Lyra: As I stated earlier on this thread, I don't think it really matters at all what we think, or even how we think. The critical point is determining whether we benefit from the current social structure, which is based on raced and gendered categories, and by which people who are white automatically receive privileges at the expense of others.
So, I say it again, if you do not actively work against that structure you are racist. There's no such thing as being a "passive" anti-racist.
So, what this has meant, for me, is, making sure that my work place ACTIVELY seeks to hire people of color in positions of power. And it has also meant, in a way, I have a felt a moral obligation that relates to friendship.

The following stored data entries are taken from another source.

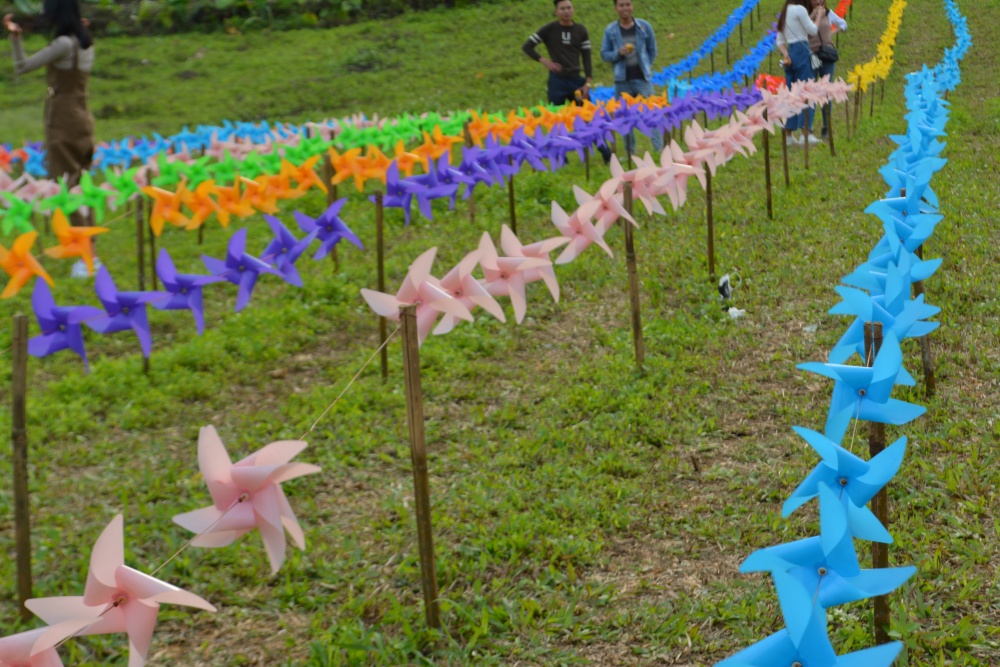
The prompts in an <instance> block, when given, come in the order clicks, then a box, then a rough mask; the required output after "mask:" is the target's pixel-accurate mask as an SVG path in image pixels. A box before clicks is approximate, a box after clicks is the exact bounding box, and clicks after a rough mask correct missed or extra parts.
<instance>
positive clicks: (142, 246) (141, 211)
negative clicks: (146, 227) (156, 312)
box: [135, 197, 156, 292]
mask: <svg viewBox="0 0 1000 667" xmlns="http://www.w3.org/2000/svg"><path fill="white" fill-rule="evenodd" d="M144 205H145V200H144V199H143V198H142V197H136V199H135V254H136V259H137V260H138V263H139V291H140V292H145V291H146V240H145V239H144V238H143V235H144V234H145V233H146V215H145V214H144V213H143V208H144ZM153 271H154V272H155V271H156V265H155V264H154V265H153Z"/></svg>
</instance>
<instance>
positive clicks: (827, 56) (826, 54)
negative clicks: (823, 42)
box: [816, 44, 840, 63]
mask: <svg viewBox="0 0 1000 667" xmlns="http://www.w3.org/2000/svg"><path fill="white" fill-rule="evenodd" d="M816 55H817V56H818V57H819V59H820V60H822V61H823V62H825V63H835V62H837V59H838V58H840V54H839V53H837V47H836V46H834V45H833V44H822V45H820V47H819V51H817V52H816Z"/></svg>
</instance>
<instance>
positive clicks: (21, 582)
mask: <svg viewBox="0 0 1000 667" xmlns="http://www.w3.org/2000/svg"><path fill="white" fill-rule="evenodd" d="M11 357H12V359H11V406H10V412H11V447H12V449H13V452H12V456H11V460H12V463H13V466H14V544H15V550H16V552H17V599H18V603H19V604H18V607H19V608H20V610H21V620H23V621H27V620H29V619H30V618H31V616H32V614H31V612H30V611H28V608H27V607H25V606H24V603H25V602H26V601H27V600H30V599H31V597H32V594H31V505H30V501H29V499H28V419H27V407H26V405H27V394H28V318H27V316H25V315H15V316H14V340H13V346H12V348H11Z"/></svg>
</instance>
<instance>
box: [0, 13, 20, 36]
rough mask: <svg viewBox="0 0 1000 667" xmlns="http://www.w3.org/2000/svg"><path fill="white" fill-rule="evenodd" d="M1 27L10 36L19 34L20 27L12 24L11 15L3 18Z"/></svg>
mask: <svg viewBox="0 0 1000 667" xmlns="http://www.w3.org/2000/svg"><path fill="white" fill-rule="evenodd" d="M3 27H4V28H5V29H6V30H7V32H9V33H10V34H12V35H20V34H21V26H19V25H18V24H16V23H14V15H13V14H7V15H6V16H4V17H3Z"/></svg>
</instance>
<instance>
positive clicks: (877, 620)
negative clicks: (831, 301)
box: [865, 322, 889, 644]
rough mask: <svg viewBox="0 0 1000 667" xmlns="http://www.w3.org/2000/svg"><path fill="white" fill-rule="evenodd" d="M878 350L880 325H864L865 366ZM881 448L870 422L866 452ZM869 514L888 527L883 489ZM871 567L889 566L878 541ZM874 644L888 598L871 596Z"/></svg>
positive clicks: (877, 497) (880, 630)
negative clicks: (874, 598)
mask: <svg viewBox="0 0 1000 667" xmlns="http://www.w3.org/2000/svg"><path fill="white" fill-rule="evenodd" d="M881 347H882V323H881V322H865V362H866V365H867V366H869V367H870V366H874V365H875V358H876V357H877V356H878V353H879V349H880V348H881ZM884 449H885V424H879V423H876V422H871V423H870V424H869V427H868V453H869V456H870V457H871V458H874V457H876V456H877V455H878V454H879V453H881V452H882V451H883V450H884ZM872 513H873V514H875V517H876V518H877V519H878V520H879V521H880V522H881V523H882V525H883V526H885V527H886V528H888V527H889V496H888V494H887V493H886V490H885V488H884V487H883V488H882V490H881V491H879V492H878V493H876V494H875V497H874V498H872ZM872 567H873V568H877V569H880V568H886V567H889V547H888V545H885V544H881V543H879V542H872ZM873 618H874V626H875V627H874V630H875V643H876V644H888V643H889V599H888V597H887V596H885V595H878V596H875V614H874V617H873Z"/></svg>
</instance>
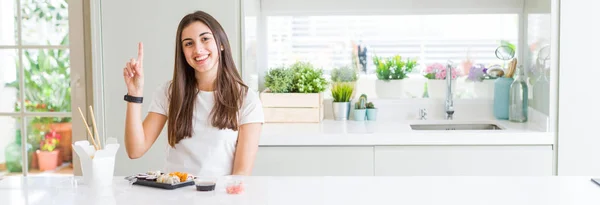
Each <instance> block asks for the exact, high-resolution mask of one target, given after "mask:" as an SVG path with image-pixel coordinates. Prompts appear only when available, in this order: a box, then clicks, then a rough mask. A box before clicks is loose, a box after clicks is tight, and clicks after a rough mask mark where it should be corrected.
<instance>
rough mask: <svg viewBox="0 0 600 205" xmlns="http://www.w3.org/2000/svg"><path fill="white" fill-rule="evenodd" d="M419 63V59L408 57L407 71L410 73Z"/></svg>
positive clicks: (405, 64) (406, 63) (407, 59)
mask: <svg viewBox="0 0 600 205" xmlns="http://www.w3.org/2000/svg"><path fill="white" fill-rule="evenodd" d="M417 65H418V63H417V60H415V59H410V58H409V59H406V64H405V66H406V73H410V72H412V71H413V69H414V68H415V67H416V66H417Z"/></svg>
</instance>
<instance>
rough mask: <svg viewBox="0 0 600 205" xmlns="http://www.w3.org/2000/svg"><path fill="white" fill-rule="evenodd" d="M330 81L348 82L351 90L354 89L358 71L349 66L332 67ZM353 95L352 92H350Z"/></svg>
mask: <svg viewBox="0 0 600 205" xmlns="http://www.w3.org/2000/svg"><path fill="white" fill-rule="evenodd" d="M330 74H331V82H333V83H350V84H351V85H352V88H353V90H356V81H357V80H358V73H357V72H356V70H355V69H353V68H351V67H349V66H342V67H338V68H333V69H332V70H331V73H330ZM352 97H354V93H352Z"/></svg>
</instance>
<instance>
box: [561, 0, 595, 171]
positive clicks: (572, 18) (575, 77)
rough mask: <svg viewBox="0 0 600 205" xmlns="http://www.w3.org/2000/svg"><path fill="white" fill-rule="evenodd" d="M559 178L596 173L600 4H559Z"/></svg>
mask: <svg viewBox="0 0 600 205" xmlns="http://www.w3.org/2000/svg"><path fill="white" fill-rule="evenodd" d="M560 6H561V11H560V68H559V69H560V70H559V75H560V81H559V102H558V103H559V110H558V117H559V120H558V174H559V175H586V176H590V175H598V174H599V173H600V137H599V135H598V116H600V109H598V102H599V100H600V99H598V97H597V96H598V95H597V93H598V92H599V91H598V76H600V69H598V66H597V65H595V64H594V62H593V61H594V60H595V59H597V58H598V56H600V50H599V49H598V48H600V40H598V38H599V37H600V24H598V23H594V21H595V20H597V19H600V13H598V12H597V10H598V8H600V1H597V0H565V1H561V5H560Z"/></svg>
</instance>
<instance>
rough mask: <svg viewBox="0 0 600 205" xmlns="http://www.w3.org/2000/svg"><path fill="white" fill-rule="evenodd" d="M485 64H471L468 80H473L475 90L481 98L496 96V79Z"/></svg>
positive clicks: (472, 81) (467, 77)
mask: <svg viewBox="0 0 600 205" xmlns="http://www.w3.org/2000/svg"><path fill="white" fill-rule="evenodd" d="M487 71H488V68H486V67H485V66H484V65H483V64H477V65H473V66H471V69H470V70H469V75H468V76H467V81H471V82H473V92H474V94H475V95H476V96H477V97H479V98H493V97H494V82H495V81H494V79H495V78H493V77H492V76H490V75H489V74H488V72H487Z"/></svg>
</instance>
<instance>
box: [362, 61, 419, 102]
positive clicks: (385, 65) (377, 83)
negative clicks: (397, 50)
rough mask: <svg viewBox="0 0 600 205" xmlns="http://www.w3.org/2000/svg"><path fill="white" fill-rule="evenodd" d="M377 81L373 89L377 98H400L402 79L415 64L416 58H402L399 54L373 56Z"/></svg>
mask: <svg viewBox="0 0 600 205" xmlns="http://www.w3.org/2000/svg"><path fill="white" fill-rule="evenodd" d="M373 63H374V64H375V67H376V69H375V71H376V75H377V81H376V82H375V91H376V93H377V97H379V98H401V97H402V96H404V89H403V88H404V81H403V79H405V78H408V73H410V72H412V70H413V69H414V67H415V66H416V65H417V61H416V60H411V59H407V60H406V61H404V60H402V57H401V56H400V55H395V56H393V57H389V58H382V57H378V56H374V57H373Z"/></svg>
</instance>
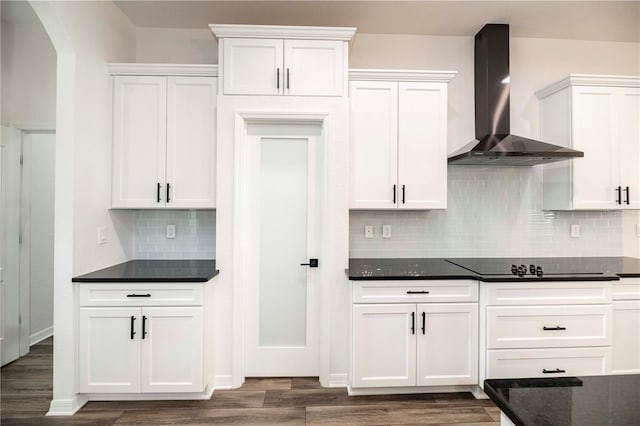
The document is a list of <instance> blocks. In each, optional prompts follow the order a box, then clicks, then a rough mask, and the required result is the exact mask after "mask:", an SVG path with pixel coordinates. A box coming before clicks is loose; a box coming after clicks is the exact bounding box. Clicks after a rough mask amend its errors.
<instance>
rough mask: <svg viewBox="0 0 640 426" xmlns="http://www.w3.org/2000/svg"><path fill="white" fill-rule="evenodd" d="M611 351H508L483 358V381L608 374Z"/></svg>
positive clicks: (575, 348)
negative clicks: (514, 377) (483, 365)
mask: <svg viewBox="0 0 640 426" xmlns="http://www.w3.org/2000/svg"><path fill="white" fill-rule="evenodd" d="M610 369H611V348H608V347H602V348H569V349H567V348H561V349H509V350H491V351H488V354H487V378H488V379H503V378H514V377H566V376H593V375H602V374H609V372H610Z"/></svg>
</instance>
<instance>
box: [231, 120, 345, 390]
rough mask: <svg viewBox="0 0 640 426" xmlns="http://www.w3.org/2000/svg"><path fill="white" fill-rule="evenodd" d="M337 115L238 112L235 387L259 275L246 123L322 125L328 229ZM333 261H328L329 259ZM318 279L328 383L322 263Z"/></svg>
mask: <svg viewBox="0 0 640 426" xmlns="http://www.w3.org/2000/svg"><path fill="white" fill-rule="evenodd" d="M332 121H333V118H332V113H331V112H330V111H324V112H299V111H287V112H274V111H272V110H271V111H251V112H241V111H236V113H235V123H234V124H235V129H234V133H235V135H234V136H235V137H234V144H233V145H234V147H233V150H234V171H233V173H234V176H233V179H234V184H233V206H234V214H233V216H234V217H233V285H232V300H233V307H232V310H233V321H232V328H233V332H232V336H233V337H232V360H233V361H232V375H233V381H234V387H236V386H240V385H241V384H242V382H244V379H245V357H246V351H245V338H246V336H245V327H246V315H245V297H244V295H245V294H246V292H247V291H248V287H249V280H251V279H253V277H255V273H256V270H257V269H256V268H257V266H255V267H254V266H253V265H247V263H246V261H245V260H246V259H247V258H250V257H251V253H252V252H253V251H254V250H255V248H254V247H253V246H254V245H255V244H254V240H255V239H254V238H253V232H252V230H253V227H252V218H251V217H252V210H251V202H252V191H251V185H250V180H251V176H252V174H251V173H248V170H249V167H250V164H251V163H250V151H251V147H250V143H251V137H250V136H249V135H248V133H247V132H248V128H249V125H251V124H264V123H269V124H314V125H318V126H319V127H320V128H321V131H322V135H323V140H324V143H323V144H322V145H323V146H322V155H323V157H324V161H323V167H324V170H323V171H320V176H321V179H322V181H323V184H322V188H323V191H321V193H320V194H318V197H317V199H318V203H319V204H320V212H319V223H320V226H321V229H323V230H327V229H330V224H329V218H330V216H331V215H330V214H329V213H330V210H329V207H328V206H327V200H328V196H327V194H328V192H329V191H328V188H329V187H328V177H329V176H328V175H329V173H328V171H329V169H330V167H331V166H330V164H329V162H330V161H331V160H330V159H331V158H332V155H331V145H332V141H333V134H332V133H333V123H332ZM328 245H330V244H325V243H324V241H322V240H321V241H320V258H321V261H322V260H324V259H327V260H328V257H327V251H328V250H327V246H328ZM327 266H328V267H331V265H330V264H327ZM318 272H319V277H318V285H320V286H321V290H320V292H319V293H320V294H319V301H318V302H319V303H318V322H319V326H318V328H319V330H318V331H319V364H320V365H319V367H320V368H319V369H320V381H321V383H327V385H328V380H329V359H330V344H329V337H330V331H329V321H330V312H329V304H328V300H329V299H330V288H331V285H330V283H329V282H327V278H328V277H329V276H330V275H329V274H326V273H323V271H322V268H319V270H318Z"/></svg>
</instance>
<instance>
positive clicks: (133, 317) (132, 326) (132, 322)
mask: <svg viewBox="0 0 640 426" xmlns="http://www.w3.org/2000/svg"><path fill="white" fill-rule="evenodd" d="M135 321H136V317H134V316H133V315H131V340H133V336H135V335H136V332H135V331H133V327H134V326H133V324H134V322H135Z"/></svg>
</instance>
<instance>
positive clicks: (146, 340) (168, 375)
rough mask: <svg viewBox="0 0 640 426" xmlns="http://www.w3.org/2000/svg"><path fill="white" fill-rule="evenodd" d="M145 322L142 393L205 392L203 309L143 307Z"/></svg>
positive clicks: (194, 307) (141, 374) (141, 382)
mask: <svg viewBox="0 0 640 426" xmlns="http://www.w3.org/2000/svg"><path fill="white" fill-rule="evenodd" d="M142 322H143V329H142V330H141V333H142V351H141V354H142V358H141V360H142V362H141V370H142V374H141V390H142V392H202V390H203V360H202V353H203V352H202V350H203V341H202V339H203V335H202V308H200V307H188V308H181V307H165V308H143V309H142Z"/></svg>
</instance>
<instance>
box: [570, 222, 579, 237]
mask: <svg viewBox="0 0 640 426" xmlns="http://www.w3.org/2000/svg"><path fill="white" fill-rule="evenodd" d="M579 236H580V225H571V237H573V238H578V237H579Z"/></svg>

A good number of my friends are formed through work. Now, personally, I like having people of color around; too many white and/or heterosexual folks in one place makes me nervous. (So I agree that if you don't see that the spaces you habitually spend time in, that the people you live and interact with are "white," then you're being unconsciously, passively, racist.)
So, anyway, I believe I also have an obligation (as well as a vested interest!), to help make sure that a new colleague of color isn't closed out of the social networks at work, for instance. I don't want to preach, so--at the risk of sounding pretentious--I'll just use my own feeble attempts in this area. I'm not claiming to be somekind of a white Martin Luther King, Jr. or an Atticus Finch wannabe, but I've become tremendous friends with a woman initially in great part because I was very conscious of the unconscious way white working friendships often work to exclude black folks.
First off, I was in a good position (my office was nearby, we have similar areas of expertise) to make a conscious effort to make sure she felt included in my department, and to listen to her. I mean it was important for me to send subtle and overt signals that we are on the same side, that I have her back, and that it's okay for her to be even sharply critical of the subtle and overt racism that happens in our field, in our workplace--in my actions. She calls me on stuff, I get defensive and then realize she's probably right. And I call her on homophobia. And I think she knows now that I will do whatever I can from what power I have, even when its scary, even when it might cause me trouble, to do what I can to change the way my workplace works.
Of course I might not have become as close to just any black woman. I love her and we have a great bond. But I'd never have become this close to her if I hadn't actively noticed the unconscious, almost invisible (to me) racist structures that have shaped me, and actively worked against them.
Of course categories like "black" are a product of racist structures. But pretending not to notice these categories is not any way to end their power in our cultures.